Campagne électorale à «Suburbia»
«Le véritable voyage de découverte ne consiste pas à chercher de nouveaux paysages, mais à avoir de nouveaux yeux» Marcel Proust, (1871–1922), auteur français
Il y a des décisions qui nous donnent du fil à retordre, longtemps. Une d’entre-elles a été mon déménagement du centre-ville vers la banlieue d’Atlanta, la capitale de la Géorgie. J’ai du mal avec «Suburbia»: les jolies maisons aux jardins bichonnés, les promeneurs de chiens, les enfants sur leur tricycle circulant sur des routes aux doux virages, un environnement idyllique perturbé uniquement par le vrombissement lointain des tondeuses et le bourdonnement des véhicules de livraison électriques.
C’est vrai, ils me manquent: les sirènes des camions de pompiers et des voitures de police, le vilain bruit de fond du trafic routier aux heures de pointe et même les mauvaises herbes dans le jardin du voisin. Mais il y a une consolation. Avec mon déménagement dans la banlieue je fais partie du groupe démographique des USA le plus courtisé de cette année électorale folle aux USA: les femmes de la banlieue.
Depuis longtemps, les politiques font les yeux doux à ce groupe qui a déjà porté beaucoup de noms et avait différents visages. Par exemple les «Soccer Moms» au cours des années 1990 qui faisaient le chauffeur pour leurs enfants entre l’école et les activités de temps libre. Les «Security Moms», qui ont transformé après les attaques terroristes du 11 septembre leurs maisons en forteresses. Ou les «Zoom Moms» gérant leur famille par visiophonie.

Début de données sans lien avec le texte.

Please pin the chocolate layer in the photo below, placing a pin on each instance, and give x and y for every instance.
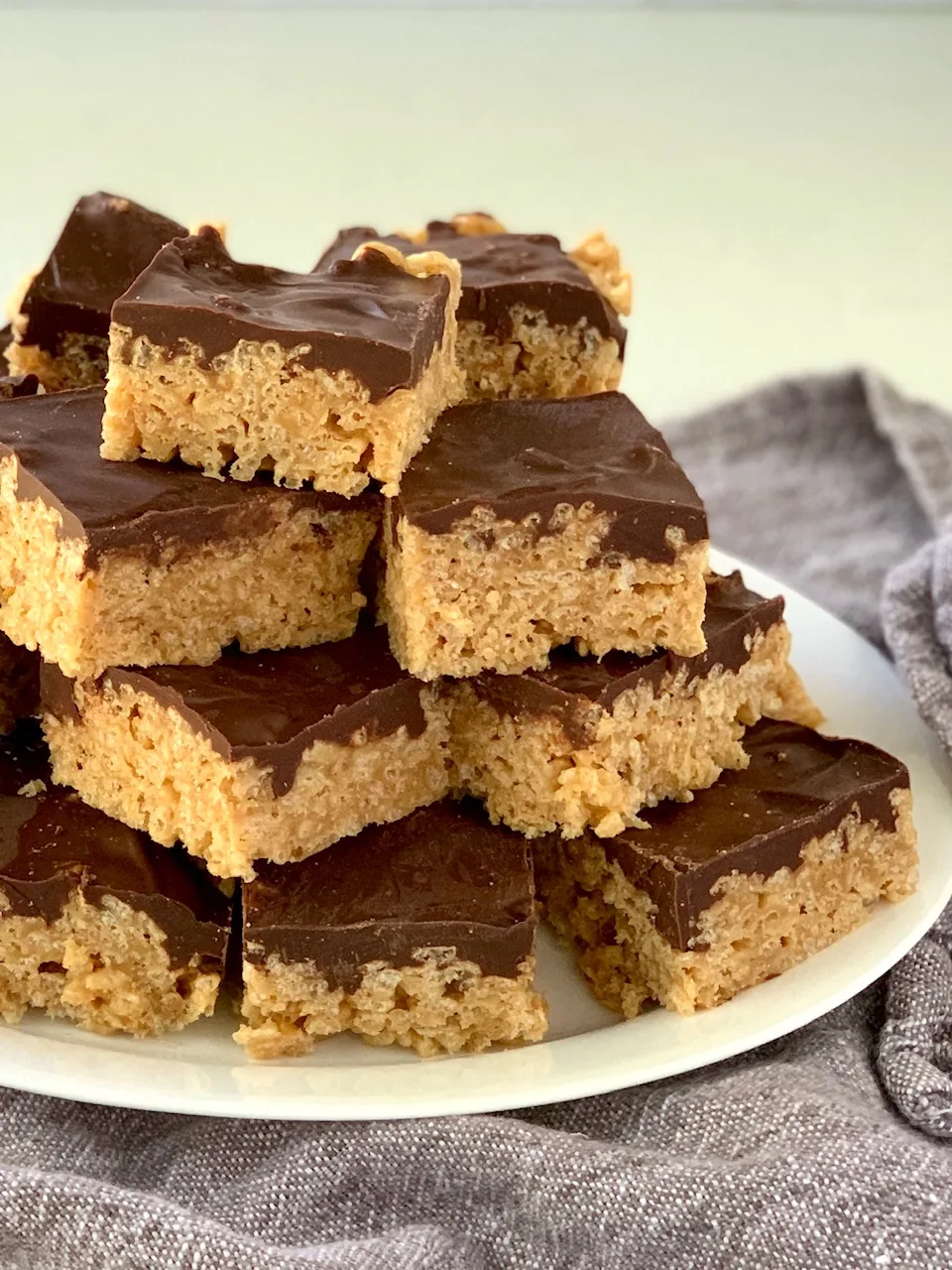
(19, 684)
(155, 511)
(53, 844)
(104, 245)
(18, 385)
(500, 271)
(365, 317)
(576, 690)
(442, 878)
(272, 706)
(797, 788)
(522, 458)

Longtemps les femmes de banlieue constituaient un groupe surtout blanc, largement fermé, fidèle à une image traditionnelle de la famille et politiquement une valeur sûre des républicains. En 2016, Donald Trump a gagné, certes de justesse, les voix des électeurs dans les banlieues, mais lors des présidentielles de 2020 les sympathies de «Suburbia» se sont tournées vers les démocrates. Selon les plus récents sondages, Kamala Harris y bénéficierait aujourd’hui d’une légère avance.
Ce n’est guère surprenant: les banlieues US sont devenues ethniquement plus mixtes, diversifiées et globales. Parmi les nouveaux- venus figurent de plus en plus de femmes actives sans enfants. Elles font partie de ce groupe que J.D. Vance, candidat des républicains à la vice-présidence, a appelé «les femmes à chat sans enfants». À son avis, elles devraient avoir moins de droits de codécision car elles n’investissent pas dans l’avenir du pays. J’appartiens à ce groupe soi-disant déplorable (même si je n’aime pas les chats).Les flux constants depuis les centres-villes ont conduit à des banlieues politiquement plus diversifiées et multiculturelles. Des évolutions visibles dans tout le pays se reflètent aussi dans les banlieues: le «Gender Gap» par exemple, l’écart croissant entre les sexes. Selon les sondages, la plupart des femmes soutiennent Harris et la plupart des hommes Trump. Les analyses des élections passées ont montré: davantage de femmes que d’hommes vont voter.
J’ai essayé de vérifier toutes ces statistiques sur place, avec un succès mitigé. À la différence de mon ancien quartier, très peu de nouveaux voisins à «Suburbia» ont planté des panneaux électoraux dans leur jardin. La raison en est toutefois peut-être plutôt esthétique que politique... un gazon parfait y est vraiment très important.
Il existe pourtant un autre indicateur: dans beaucoup d’États US l’«early voting» est possible. Les électeurs peuvent voter à des jours fixes avant la date des élections. Les files d’attente très longues devant les bureaux de vote à proximité de mon domicile étaient surtout composées de femmes, jeunes et moins jeunes, de couleur ou blanches... j’ai immédiatement rejoint la file.
Le délai de rédaction de ce JTI était à 06.00 EST le 5 novembre – le jour des élections. Cet article a été écrit la semaine précédente.